My husband and I talked it over and decided to take Brendan in to our local Brain Balance center for a commitment-free evaluation. It was $200 but we thought at least we’d get some answers then we could check around into our options. (And I could give up buying a few things at Target for that price! )
The results were very eye-opening for both me and my husband! As I suspected, they said that Brendan was RIGHT BRAIN WEAK. But here’s what they told me that we didn’t know:
- Thankfully all right-side dominant (right foot, right hand, right eye, right ear)
- Several primitive reflexes are still present, three of which are strong, three that are moderate (out of 8 possible).
- His visual perception is functioning at 42% (his visual focus at only 7%! This is not about eye sight – we just had his eyes checked and he’s 20/20)
- His visual processing at 55%
- His hearing/auditory processing only at 38%!
- His sense of smell is at a 68% processing level
- His math fluency is that of a 6th grader!

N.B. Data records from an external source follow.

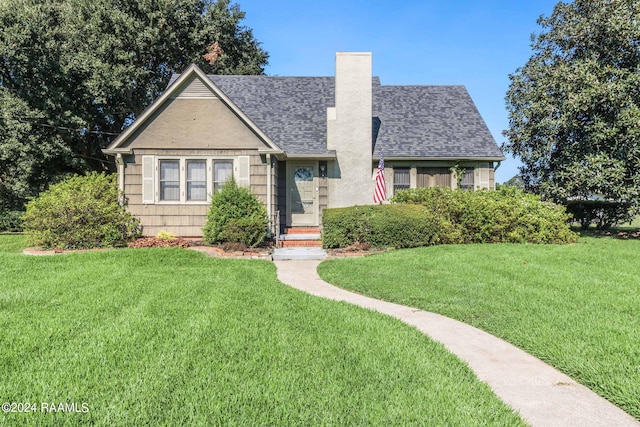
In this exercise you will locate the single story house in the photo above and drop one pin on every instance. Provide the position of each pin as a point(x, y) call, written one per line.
point(301, 144)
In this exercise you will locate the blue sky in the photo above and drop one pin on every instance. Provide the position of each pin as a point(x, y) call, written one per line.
point(465, 42)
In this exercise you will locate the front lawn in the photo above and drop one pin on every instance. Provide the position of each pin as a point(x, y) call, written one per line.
point(574, 306)
point(171, 337)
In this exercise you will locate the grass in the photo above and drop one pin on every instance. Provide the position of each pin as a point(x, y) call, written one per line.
point(574, 306)
point(172, 337)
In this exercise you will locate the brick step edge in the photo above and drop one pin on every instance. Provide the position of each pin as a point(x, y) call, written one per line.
point(302, 230)
point(300, 244)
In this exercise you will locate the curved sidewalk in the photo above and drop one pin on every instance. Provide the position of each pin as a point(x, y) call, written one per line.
point(541, 394)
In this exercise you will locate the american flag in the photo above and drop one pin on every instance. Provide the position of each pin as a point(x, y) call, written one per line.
point(381, 188)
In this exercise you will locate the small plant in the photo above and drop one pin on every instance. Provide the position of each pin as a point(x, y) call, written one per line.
point(80, 212)
point(164, 235)
point(11, 221)
point(235, 216)
point(159, 242)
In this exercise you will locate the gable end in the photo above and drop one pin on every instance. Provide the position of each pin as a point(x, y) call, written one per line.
point(194, 88)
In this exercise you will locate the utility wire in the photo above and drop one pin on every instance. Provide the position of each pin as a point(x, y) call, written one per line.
point(80, 130)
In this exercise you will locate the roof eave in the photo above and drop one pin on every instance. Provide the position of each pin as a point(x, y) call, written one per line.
point(455, 159)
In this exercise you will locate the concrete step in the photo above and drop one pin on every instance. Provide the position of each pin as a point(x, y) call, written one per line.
point(300, 243)
point(302, 230)
point(300, 236)
point(282, 254)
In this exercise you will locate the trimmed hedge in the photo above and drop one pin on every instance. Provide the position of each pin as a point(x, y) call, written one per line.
point(602, 213)
point(11, 221)
point(398, 226)
point(80, 212)
point(506, 215)
point(236, 216)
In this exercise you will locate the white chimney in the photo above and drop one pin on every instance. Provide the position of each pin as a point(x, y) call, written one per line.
point(349, 131)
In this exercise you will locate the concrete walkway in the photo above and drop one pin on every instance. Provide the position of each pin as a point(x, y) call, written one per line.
point(541, 394)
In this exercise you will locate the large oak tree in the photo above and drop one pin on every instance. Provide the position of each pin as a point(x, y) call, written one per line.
point(75, 73)
point(574, 107)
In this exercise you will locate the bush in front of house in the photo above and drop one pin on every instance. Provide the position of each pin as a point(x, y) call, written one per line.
point(397, 226)
point(602, 213)
point(235, 216)
point(507, 215)
point(80, 212)
point(11, 221)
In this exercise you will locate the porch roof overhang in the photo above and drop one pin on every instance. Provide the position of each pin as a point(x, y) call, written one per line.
point(330, 155)
point(446, 159)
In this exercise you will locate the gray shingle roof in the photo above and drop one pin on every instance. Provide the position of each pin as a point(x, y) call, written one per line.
point(430, 121)
point(292, 111)
point(409, 121)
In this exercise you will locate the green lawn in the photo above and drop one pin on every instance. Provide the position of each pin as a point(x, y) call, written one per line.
point(172, 337)
point(575, 306)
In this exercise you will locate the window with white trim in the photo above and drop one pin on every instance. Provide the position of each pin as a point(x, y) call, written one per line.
point(222, 172)
point(169, 180)
point(401, 179)
point(189, 180)
point(467, 182)
point(196, 180)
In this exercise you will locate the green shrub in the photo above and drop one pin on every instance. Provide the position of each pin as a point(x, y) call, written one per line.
point(11, 221)
point(80, 212)
point(235, 216)
point(602, 213)
point(249, 231)
point(398, 226)
point(505, 215)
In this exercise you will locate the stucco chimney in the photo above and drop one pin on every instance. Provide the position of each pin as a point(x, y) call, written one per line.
point(349, 131)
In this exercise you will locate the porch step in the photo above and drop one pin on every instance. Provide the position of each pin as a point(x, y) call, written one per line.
point(304, 243)
point(302, 230)
point(282, 254)
point(301, 237)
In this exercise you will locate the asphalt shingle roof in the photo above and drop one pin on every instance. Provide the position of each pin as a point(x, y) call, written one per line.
point(430, 121)
point(409, 121)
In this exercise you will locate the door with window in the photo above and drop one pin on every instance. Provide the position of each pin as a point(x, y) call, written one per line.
point(302, 198)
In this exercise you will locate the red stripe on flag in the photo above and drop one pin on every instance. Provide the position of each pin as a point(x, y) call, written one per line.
point(381, 188)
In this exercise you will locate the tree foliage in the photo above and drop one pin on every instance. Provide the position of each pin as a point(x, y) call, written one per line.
point(75, 73)
point(574, 107)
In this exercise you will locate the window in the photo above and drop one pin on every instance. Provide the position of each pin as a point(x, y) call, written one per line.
point(401, 180)
point(196, 180)
point(467, 180)
point(222, 172)
point(190, 179)
point(169, 180)
point(433, 177)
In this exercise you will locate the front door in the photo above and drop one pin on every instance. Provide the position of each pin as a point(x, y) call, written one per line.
point(302, 200)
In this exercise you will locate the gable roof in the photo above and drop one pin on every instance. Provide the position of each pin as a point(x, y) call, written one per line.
point(291, 110)
point(430, 121)
point(176, 84)
point(409, 121)
point(290, 115)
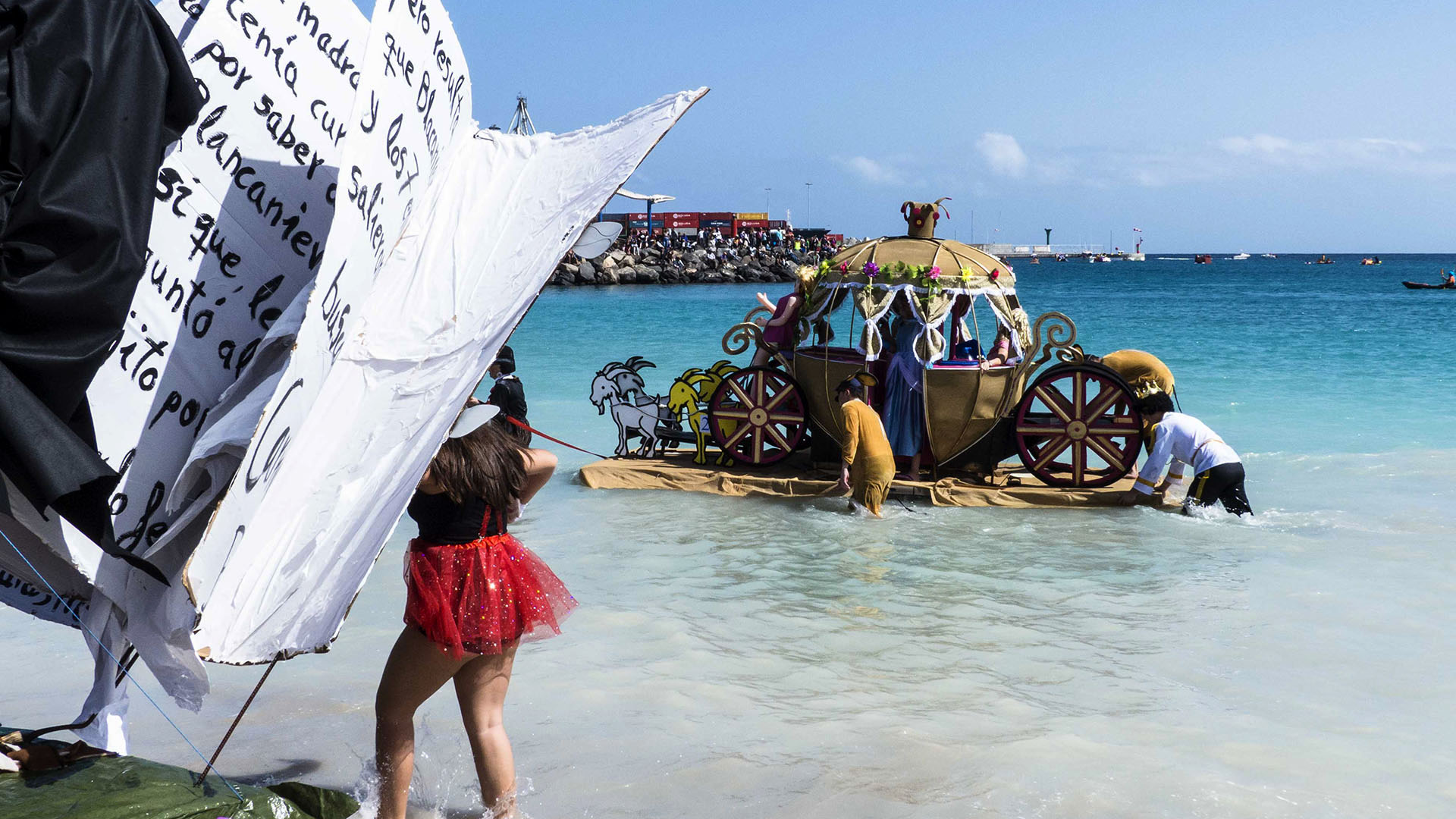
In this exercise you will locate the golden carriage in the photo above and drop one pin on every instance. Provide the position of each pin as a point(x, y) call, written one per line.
point(1072, 423)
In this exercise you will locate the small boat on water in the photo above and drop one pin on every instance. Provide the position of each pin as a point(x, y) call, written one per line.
point(1448, 283)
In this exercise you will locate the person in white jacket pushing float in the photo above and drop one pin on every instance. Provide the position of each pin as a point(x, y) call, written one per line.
point(1181, 441)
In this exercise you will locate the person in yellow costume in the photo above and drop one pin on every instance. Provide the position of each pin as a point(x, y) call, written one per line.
point(868, 464)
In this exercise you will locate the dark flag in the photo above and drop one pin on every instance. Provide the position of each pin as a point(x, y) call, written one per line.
point(91, 93)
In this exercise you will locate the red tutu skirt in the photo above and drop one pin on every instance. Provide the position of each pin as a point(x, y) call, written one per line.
point(482, 596)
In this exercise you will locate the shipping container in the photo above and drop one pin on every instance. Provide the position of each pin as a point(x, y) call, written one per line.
point(677, 221)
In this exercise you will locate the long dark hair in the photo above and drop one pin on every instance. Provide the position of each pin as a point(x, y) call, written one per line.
point(485, 464)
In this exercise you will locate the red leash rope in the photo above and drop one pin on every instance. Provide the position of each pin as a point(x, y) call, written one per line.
point(533, 430)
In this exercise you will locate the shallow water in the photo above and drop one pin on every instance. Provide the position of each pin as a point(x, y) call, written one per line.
point(766, 657)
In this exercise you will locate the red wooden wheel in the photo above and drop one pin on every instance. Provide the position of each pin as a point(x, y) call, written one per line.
point(1076, 428)
point(758, 414)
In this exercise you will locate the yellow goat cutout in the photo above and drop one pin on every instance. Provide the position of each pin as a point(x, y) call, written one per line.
point(921, 218)
point(691, 394)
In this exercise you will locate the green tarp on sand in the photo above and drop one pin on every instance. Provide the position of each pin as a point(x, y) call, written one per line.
point(130, 787)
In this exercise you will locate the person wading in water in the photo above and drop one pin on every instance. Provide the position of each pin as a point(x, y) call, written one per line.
point(475, 592)
point(1180, 441)
point(868, 465)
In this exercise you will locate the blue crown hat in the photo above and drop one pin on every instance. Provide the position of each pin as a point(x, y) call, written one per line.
point(506, 357)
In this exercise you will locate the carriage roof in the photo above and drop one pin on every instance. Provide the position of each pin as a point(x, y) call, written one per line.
point(921, 262)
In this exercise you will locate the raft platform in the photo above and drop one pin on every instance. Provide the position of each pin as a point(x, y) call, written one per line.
point(799, 477)
point(115, 787)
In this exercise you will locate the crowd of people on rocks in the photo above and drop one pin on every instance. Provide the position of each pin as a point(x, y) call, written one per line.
point(688, 257)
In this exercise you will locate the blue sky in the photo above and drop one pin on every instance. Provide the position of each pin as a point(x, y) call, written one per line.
point(1320, 127)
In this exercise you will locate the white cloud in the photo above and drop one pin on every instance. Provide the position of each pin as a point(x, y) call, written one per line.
point(1366, 153)
point(1228, 158)
point(1002, 153)
point(874, 172)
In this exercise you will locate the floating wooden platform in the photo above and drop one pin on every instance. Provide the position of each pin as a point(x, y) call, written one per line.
point(797, 477)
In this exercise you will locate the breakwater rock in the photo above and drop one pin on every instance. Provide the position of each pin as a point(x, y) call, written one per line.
point(651, 265)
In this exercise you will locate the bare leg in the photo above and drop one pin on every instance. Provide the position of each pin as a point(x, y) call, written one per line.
point(481, 689)
point(417, 668)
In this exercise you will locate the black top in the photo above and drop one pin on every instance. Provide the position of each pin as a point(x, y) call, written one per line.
point(510, 397)
point(89, 99)
point(443, 521)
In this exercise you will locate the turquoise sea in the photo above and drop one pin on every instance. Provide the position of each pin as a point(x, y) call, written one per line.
point(766, 657)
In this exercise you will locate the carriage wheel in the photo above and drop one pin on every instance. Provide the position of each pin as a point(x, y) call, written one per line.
point(758, 416)
point(1076, 428)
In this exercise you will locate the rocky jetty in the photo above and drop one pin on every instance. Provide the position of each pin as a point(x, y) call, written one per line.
point(653, 265)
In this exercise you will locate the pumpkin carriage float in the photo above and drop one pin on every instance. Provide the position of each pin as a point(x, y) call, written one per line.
point(1068, 416)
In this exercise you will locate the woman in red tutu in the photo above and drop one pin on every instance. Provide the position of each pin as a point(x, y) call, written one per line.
point(475, 592)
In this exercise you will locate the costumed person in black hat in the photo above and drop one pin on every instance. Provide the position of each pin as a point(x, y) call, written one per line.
point(1180, 441)
point(91, 98)
point(509, 394)
point(868, 464)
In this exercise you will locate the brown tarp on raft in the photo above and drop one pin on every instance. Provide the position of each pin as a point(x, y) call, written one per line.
point(799, 479)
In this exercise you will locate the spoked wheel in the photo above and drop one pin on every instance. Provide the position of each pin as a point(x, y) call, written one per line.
point(758, 416)
point(1076, 428)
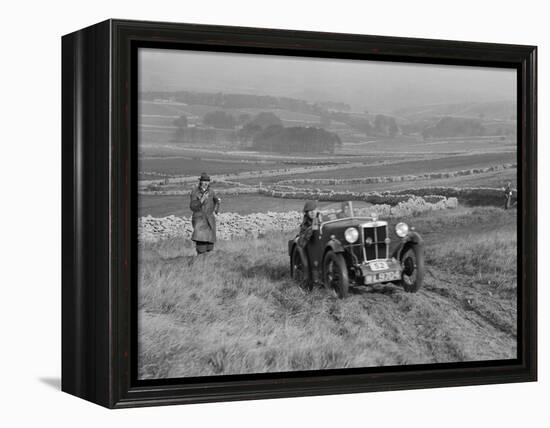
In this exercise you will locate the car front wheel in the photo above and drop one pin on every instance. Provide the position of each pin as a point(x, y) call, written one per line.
point(335, 274)
point(412, 261)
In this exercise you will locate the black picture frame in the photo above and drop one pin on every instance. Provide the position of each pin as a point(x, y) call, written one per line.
point(99, 217)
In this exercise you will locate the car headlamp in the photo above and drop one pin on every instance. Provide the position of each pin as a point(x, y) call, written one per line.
point(351, 234)
point(401, 229)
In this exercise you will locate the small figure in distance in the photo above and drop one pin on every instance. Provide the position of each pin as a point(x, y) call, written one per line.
point(508, 196)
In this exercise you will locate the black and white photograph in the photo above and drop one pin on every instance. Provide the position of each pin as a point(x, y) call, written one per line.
point(300, 213)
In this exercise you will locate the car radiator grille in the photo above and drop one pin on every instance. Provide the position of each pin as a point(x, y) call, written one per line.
point(379, 248)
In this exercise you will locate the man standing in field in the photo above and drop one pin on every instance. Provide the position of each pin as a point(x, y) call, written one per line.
point(204, 203)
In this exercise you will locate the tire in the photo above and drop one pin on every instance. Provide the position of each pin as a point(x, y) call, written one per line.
point(299, 270)
point(412, 260)
point(335, 274)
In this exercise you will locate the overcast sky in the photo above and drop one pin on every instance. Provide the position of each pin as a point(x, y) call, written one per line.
point(371, 85)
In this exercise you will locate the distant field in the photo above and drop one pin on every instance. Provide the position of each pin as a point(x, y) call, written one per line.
point(451, 163)
point(418, 145)
point(194, 166)
point(491, 179)
point(162, 206)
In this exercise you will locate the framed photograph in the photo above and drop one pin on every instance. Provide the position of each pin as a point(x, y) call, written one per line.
point(254, 213)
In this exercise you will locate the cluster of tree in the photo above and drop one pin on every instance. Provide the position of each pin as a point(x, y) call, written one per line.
point(449, 126)
point(276, 138)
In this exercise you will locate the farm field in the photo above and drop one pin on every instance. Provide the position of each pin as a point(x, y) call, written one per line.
point(239, 312)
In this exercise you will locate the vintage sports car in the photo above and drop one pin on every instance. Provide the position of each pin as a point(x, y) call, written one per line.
point(345, 250)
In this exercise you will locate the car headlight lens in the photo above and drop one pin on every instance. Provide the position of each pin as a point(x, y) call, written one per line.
point(351, 234)
point(401, 229)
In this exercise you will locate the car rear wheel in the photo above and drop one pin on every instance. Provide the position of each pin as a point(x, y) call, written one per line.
point(335, 274)
point(412, 261)
point(299, 270)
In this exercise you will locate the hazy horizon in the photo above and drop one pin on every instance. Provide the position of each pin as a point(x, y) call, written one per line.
point(370, 85)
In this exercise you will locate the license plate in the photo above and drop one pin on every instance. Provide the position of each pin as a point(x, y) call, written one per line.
point(378, 265)
point(382, 277)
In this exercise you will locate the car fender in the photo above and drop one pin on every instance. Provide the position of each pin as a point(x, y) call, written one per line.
point(412, 238)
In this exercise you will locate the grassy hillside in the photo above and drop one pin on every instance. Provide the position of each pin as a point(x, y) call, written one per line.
point(237, 311)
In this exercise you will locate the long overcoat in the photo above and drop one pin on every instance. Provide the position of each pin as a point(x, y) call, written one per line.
point(203, 220)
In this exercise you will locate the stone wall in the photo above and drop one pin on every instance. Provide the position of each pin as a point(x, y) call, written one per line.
point(232, 225)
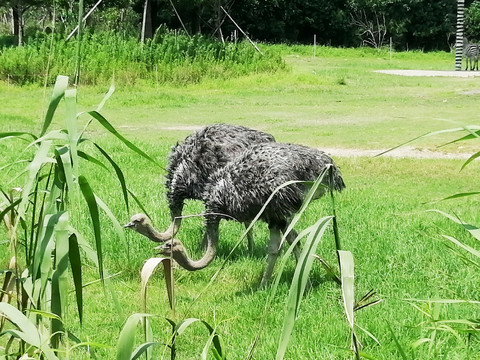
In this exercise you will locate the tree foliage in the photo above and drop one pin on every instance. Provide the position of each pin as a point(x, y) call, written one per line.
point(421, 24)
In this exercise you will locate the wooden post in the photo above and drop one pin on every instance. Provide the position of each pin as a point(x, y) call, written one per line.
point(390, 48)
point(239, 28)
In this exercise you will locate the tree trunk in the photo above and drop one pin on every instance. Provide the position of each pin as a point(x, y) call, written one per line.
point(459, 36)
point(146, 22)
point(14, 12)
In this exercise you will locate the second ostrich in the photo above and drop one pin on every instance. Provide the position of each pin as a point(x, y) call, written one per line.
point(241, 188)
point(192, 161)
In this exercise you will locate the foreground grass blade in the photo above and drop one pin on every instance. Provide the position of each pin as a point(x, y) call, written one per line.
point(27, 330)
point(126, 340)
point(94, 215)
point(119, 173)
point(345, 259)
point(6, 135)
point(147, 271)
point(71, 125)
point(473, 230)
point(397, 343)
point(299, 282)
point(76, 266)
point(61, 85)
point(446, 131)
point(41, 157)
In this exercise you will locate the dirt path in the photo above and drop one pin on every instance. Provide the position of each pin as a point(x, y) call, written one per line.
point(464, 74)
point(403, 152)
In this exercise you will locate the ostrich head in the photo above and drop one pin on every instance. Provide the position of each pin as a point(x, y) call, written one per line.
point(141, 224)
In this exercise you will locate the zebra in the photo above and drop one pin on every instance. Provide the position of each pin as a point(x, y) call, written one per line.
point(471, 53)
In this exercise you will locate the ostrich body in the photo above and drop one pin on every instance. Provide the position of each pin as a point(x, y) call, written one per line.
point(193, 161)
point(242, 187)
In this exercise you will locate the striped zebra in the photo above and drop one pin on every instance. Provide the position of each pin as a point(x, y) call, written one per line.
point(471, 53)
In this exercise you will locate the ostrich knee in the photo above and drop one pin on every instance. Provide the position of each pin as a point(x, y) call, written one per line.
point(273, 251)
point(292, 235)
point(250, 243)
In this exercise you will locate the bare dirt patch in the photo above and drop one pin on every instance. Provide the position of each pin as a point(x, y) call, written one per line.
point(464, 74)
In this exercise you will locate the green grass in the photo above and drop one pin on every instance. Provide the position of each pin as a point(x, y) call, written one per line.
point(333, 100)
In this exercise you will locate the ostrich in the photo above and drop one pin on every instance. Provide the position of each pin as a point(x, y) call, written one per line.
point(240, 189)
point(192, 162)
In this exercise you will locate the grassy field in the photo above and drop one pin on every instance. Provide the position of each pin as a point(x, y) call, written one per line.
point(332, 100)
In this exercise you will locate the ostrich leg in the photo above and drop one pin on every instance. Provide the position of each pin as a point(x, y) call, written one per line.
point(273, 250)
point(292, 235)
point(250, 244)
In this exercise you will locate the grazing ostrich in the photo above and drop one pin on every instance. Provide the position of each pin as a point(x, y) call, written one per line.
point(240, 190)
point(192, 162)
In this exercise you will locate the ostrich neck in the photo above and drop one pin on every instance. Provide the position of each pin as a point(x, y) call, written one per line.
point(184, 261)
point(153, 234)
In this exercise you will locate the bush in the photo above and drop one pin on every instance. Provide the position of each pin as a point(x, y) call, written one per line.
point(168, 58)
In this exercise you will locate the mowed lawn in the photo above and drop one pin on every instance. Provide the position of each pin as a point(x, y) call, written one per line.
point(334, 100)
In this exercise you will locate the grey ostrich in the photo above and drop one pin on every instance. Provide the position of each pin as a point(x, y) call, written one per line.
point(194, 160)
point(241, 188)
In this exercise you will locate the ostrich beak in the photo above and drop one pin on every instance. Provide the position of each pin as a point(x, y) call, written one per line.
point(165, 248)
point(129, 225)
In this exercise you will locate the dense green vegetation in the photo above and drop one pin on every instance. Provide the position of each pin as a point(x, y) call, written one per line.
point(411, 24)
point(332, 100)
point(168, 58)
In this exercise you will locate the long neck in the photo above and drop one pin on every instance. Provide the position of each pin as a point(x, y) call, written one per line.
point(184, 261)
point(153, 234)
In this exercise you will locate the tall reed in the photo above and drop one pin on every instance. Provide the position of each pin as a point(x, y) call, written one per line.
point(168, 58)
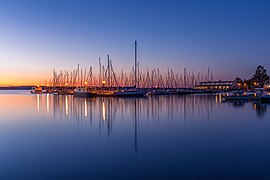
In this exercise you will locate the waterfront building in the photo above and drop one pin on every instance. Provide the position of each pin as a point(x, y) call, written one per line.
point(216, 85)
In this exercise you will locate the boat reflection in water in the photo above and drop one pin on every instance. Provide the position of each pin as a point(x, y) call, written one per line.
point(160, 137)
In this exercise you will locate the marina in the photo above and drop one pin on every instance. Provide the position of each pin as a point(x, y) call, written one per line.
point(187, 134)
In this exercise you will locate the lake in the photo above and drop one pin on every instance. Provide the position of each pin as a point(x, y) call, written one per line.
point(160, 137)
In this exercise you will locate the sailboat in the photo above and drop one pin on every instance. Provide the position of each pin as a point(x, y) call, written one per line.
point(83, 91)
point(132, 92)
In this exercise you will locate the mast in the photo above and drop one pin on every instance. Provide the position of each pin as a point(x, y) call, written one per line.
point(135, 63)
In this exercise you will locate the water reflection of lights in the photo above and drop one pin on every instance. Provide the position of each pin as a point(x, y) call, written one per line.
point(66, 102)
point(103, 111)
point(85, 109)
point(48, 103)
point(38, 106)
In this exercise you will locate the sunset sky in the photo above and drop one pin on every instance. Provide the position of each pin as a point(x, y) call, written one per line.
point(229, 36)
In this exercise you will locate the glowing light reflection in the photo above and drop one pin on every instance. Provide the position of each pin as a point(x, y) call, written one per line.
point(85, 108)
point(38, 102)
point(103, 111)
point(48, 103)
point(66, 105)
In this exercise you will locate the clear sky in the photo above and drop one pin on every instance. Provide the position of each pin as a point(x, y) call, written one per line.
point(232, 37)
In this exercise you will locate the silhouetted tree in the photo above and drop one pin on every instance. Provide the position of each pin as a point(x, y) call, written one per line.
point(260, 76)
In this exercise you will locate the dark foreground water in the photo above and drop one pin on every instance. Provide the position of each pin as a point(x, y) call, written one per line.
point(163, 137)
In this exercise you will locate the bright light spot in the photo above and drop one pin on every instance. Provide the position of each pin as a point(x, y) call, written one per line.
point(103, 111)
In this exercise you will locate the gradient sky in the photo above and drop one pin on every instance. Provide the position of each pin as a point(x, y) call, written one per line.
point(230, 37)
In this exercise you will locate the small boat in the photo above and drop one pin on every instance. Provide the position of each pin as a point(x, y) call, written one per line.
point(36, 90)
point(84, 92)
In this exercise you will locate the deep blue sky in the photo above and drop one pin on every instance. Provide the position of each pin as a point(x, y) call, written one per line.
point(230, 37)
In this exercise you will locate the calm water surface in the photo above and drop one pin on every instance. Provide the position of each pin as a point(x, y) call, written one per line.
point(159, 137)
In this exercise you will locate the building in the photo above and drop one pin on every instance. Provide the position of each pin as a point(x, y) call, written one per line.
point(217, 85)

But his listening comprehension is that of a Kindergartener!
They told us over-all, Brendan’s Left Brain is functioning between 8-10 years old, while his Right Brain is functioning like a 4-5 year old.
After hearing these results, and also looking into the positive testing results of the program (85%!), my husband and I decided to go for it! We looked into doing exercises at home or even at a chiropractors office that specialize in the primitive reflex exercises, but we felt like the Brain Balance Program would be the most effective way to go, and hopefully the quickest results for Brendan. So we signed him up and started the program the very next week!
The program includes //
- going into the Brain Balance office 3 x’s a week for 1 hour sessions
- doing at-home primitive reflex exercises 2 x’s a day, 6 days a week
- transitioning over into a balanced diet – whole/clean foods, gluten free, sugar free, dairy free (at first then trying to add back in)
- only 1 hr of screen time a day (up to 2 hrs a day on the weekend)
- 1 hr of being active a day (Brendan loves the trampoline!)
Our goals for Brendan using the program //
- Control over emotions and behavior, not being angry all the time and short fuse
- Feeling “normal” within peer interaction
- Better academic performance (at least on-par for grade level)
- A calmer family atmosphere and not having Brendan interrupt family time with outbursts
It’s only been a week and a half having Brendan on the program, but so far he LOVES it! And he is very good about doing the exercises. He even woke me up this morning so we could do them before school! (Waking up at 6:00 am is NOT my favorite thing!)
I’ve seen some small improvements already, like Brendan not fussing and whining while we were mulching the gardens the other day. He actually asked how he could help! And he’s been less apt to pitch a fit (but still does).
One thing that we’ve figured out, though, is that Brendan gets tired after his sessions, like his brain is exhausted. I tried to let him play with friends after we got home from a session and it did not go well! Then he ran to his room and fell asleep for the rest of the night! So we’ve had to feel out how he’s doing and feeling as we go. And the nutrition program is nice because it tells you how to ease into it and not feel like you have to change eating habits over night. Brendan has been responding well to this and likes the lunch box they gave him!
I’ll keep posting updates as we go along in the program. Again, we feel a little bit like we’re taking a gamble, but we also feel hopeful – for Brendan and our family!!!